Co-led by Astrid Kiendler-Scharr (FZJ) and Spyros Pandis (FORTH)

This work package aims to improve the representation of aerosol processes in the FoRCeS earth system models with the ultimate goal of increasing the accuracy and reducing the uncertainty in simulated aerosol effective radiative forcing. To do so, we will target the uncertanity that is due to missing or misrepresented processes.

Four key species and targets have been selected – organic aerosol, nitrate aerosol, brown carbon, and ultrafine aerosol growth.

This WP will address the following key questions:
1) Which key processes (e.g. chemical evolution of organic aerosol and brown carbon, atmosphere-biosphere interactions, etc.) and factors (e.g. emissions, optical properties) are not well represented in state-of-the-art earth system models used for climate projections?

2) How can we better simulate these key aerosol processes in earth system models using the appropriate level of detail?

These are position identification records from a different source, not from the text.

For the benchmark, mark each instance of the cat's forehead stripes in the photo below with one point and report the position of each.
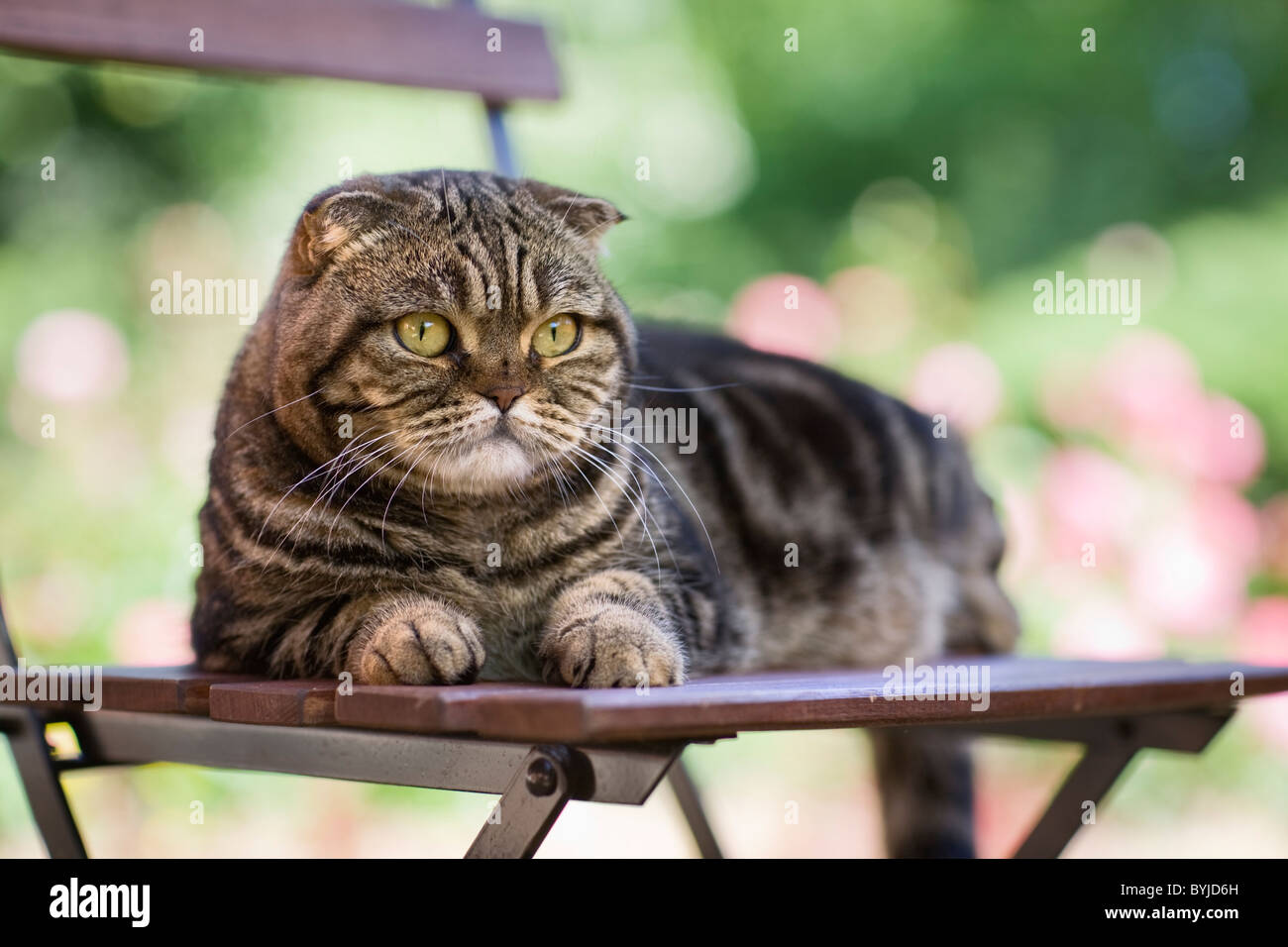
(476, 245)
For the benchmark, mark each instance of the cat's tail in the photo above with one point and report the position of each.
(925, 777)
(926, 792)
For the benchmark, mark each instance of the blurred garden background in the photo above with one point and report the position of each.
(1160, 446)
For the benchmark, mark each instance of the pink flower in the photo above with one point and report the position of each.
(1150, 401)
(786, 313)
(72, 356)
(1089, 499)
(1229, 523)
(1184, 583)
(1232, 446)
(1102, 626)
(960, 381)
(154, 631)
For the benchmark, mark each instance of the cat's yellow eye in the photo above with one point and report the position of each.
(425, 333)
(557, 335)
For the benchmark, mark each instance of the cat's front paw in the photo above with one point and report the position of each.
(417, 642)
(612, 646)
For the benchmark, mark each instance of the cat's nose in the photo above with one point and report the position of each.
(503, 397)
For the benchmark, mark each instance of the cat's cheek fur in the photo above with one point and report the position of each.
(416, 639)
(610, 630)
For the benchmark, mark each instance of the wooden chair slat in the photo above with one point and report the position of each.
(278, 702)
(1019, 688)
(162, 689)
(368, 40)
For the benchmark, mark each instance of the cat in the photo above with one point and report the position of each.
(416, 476)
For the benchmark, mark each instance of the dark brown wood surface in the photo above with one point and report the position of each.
(162, 689)
(1019, 688)
(281, 702)
(370, 40)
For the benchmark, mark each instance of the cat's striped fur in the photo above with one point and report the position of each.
(378, 512)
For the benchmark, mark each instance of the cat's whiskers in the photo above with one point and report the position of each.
(327, 493)
(410, 468)
(359, 489)
(282, 407)
(681, 486)
(309, 475)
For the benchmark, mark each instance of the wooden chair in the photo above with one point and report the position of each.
(539, 748)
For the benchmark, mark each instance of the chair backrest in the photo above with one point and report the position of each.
(368, 40)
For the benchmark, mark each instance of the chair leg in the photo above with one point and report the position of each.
(54, 819)
(528, 806)
(691, 804)
(1089, 781)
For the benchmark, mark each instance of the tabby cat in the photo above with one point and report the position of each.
(417, 478)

Are there also processes that we can simplify?

3) Which processes and factors are responsible for the largest uncertainties for aerosol radiative forcing?

Five year averaged (2010 – 2015) global distribution of nitrate, organics, primary organic aerosol (POA), and secondary organic aerosol (SOA) generated with the global atmosphere-chemistry model EMAC (ECHAM/MESSy Atmospheric Chemistry). The global distribution of organics was generated following the implementation of a volatility basis set framework (ORACLE). Figures provided by Vlassis Karydis and Alexandra Tsimpidi, IEK-8 FZ Jülich.